FACET JOINT INJECTIONS

Facet joint injections are used to diagnose and/or treat facet joint pain. Facet joint pain typically presents with low back pain with, or without referred pain into the leg. Facet joints can be damaged in accidents, such as motor vehicle accidents, and the changes does not necessarily show up on an x-ray, CT scan or MRI scanning.

WHEN ARE FJI USED?

Facet joint injections are used in two circumstances:

  • Acute phase of pain - pain does not settle quickly enough with the treatments such as exercise, medication and physical therapy. The injection typically includes cortisone.

  • Chronic presentations - where pain is not always present. If pain can't be reliably predicted to be present in the six hours after the injection, diagnostic nerve block is not relevant. If a facet joint injection leads to some prolonged improvement, it is likely that the facet joint is the source of pain.

INJECTION PROTOCOL

The main reason for the injection is to determine whether the pain is altered in the six hours following the injection, so a pain score should be taken over this period. You will be kept in recovery for a couple of hours until the doctor or nurse determines when it is safe to go home.

The pain scale rates pain from 0 to 10 on a linear chart called the Visual Analog Scale (VAS). Zero indicates no pain at all, at ten, a person can't think, move or function at all. Each person should know their VAS and apply it to each area of pain (eg. back and leg) in two separate columns on the chart.

As the aim of the block is to see if the pain level changes, it is essential that pain is present at the time of injection, therefore patients should not take any pain medications on the day of the injection. It's normal to feel anxious about the injection, However it is very safe and quick, and generally not too painful.Medial branch blocks are used for stubborn chronic pain if specific treatment to the facet joint is required. This treatment is known as radio-frequency neurotomy (RFN) or radio-frequency denervation. This involves applying heat lesions to the nerve and can lead to prolonged pain relief.

THE PROCEDURE

The injection itself consists of placing a needle through the skin under an x-ray machine. The thin needle, not much thicker than an acupuncture needle, is placed directly on to the bone. Other than local bruising and pain, the procedure does not have any side effects. In five percent of cases, pain and bruising can last for a few days. Generally, only one or two facet joint levels are investigated at a time to ensure the diagnosis is specific to a level in the lumbar spine.

POST - PROCEDURE

You should be driven home after the procedure. If good relief is obtained from the injection, it's assumed that the facet joint is the main cause of pain, and the radiofrequency neurotomy (RFN) procedure should benefit you.

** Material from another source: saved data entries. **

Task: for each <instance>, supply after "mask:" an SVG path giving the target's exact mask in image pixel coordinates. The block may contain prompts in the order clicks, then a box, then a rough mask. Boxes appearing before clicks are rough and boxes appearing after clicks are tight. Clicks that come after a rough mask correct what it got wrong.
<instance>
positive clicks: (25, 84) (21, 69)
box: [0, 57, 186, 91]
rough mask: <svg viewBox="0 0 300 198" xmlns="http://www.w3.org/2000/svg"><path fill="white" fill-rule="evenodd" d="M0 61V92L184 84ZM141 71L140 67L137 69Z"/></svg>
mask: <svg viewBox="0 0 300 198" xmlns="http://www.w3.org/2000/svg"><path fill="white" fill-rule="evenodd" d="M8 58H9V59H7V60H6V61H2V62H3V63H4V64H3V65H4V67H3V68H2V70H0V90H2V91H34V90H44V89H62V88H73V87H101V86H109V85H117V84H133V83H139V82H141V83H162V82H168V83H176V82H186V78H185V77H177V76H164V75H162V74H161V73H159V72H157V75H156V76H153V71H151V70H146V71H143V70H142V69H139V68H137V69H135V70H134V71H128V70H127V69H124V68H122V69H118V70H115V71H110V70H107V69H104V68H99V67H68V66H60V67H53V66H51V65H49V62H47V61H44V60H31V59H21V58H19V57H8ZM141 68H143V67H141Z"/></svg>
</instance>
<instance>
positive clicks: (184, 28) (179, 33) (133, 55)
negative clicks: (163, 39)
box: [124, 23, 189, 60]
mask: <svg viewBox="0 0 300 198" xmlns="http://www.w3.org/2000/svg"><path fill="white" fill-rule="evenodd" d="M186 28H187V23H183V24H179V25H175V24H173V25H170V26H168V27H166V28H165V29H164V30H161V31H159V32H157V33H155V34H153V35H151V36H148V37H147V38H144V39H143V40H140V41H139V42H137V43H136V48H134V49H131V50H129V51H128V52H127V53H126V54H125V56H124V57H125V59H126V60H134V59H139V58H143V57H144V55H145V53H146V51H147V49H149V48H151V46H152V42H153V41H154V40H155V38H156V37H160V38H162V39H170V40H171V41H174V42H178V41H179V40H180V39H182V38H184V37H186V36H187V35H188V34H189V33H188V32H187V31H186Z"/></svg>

If there is no relief after the first session, a second session may be conducted to investigate other levels. If there is still no relief, we conclude that the facet joint is not the source of pain.

MORE ON THE PAIN CYCLE

As previously mentioned, pain is rated from 0 to 10. Pre-injection pain should be rated in terms of your movements and how you feel doing the things that most aggravate the pain. Over the next six hours, this should be recorded again every thirty minutes, and eventually hourly. Pain in different areas should be described and rated differently. For example the injection may relieve back pain but not leg pain. This is important for doctors to know when making recommendations for further treatment.

MORE ON THE PAIN CHART

You should rate your pain between 0 and 10 before your injection, and after for 6 hours, firstly in 30 minute intervals and then hourly intervals. Ratings should be conducted in terms of movements and how you feel doing the things that most aggravate the pain.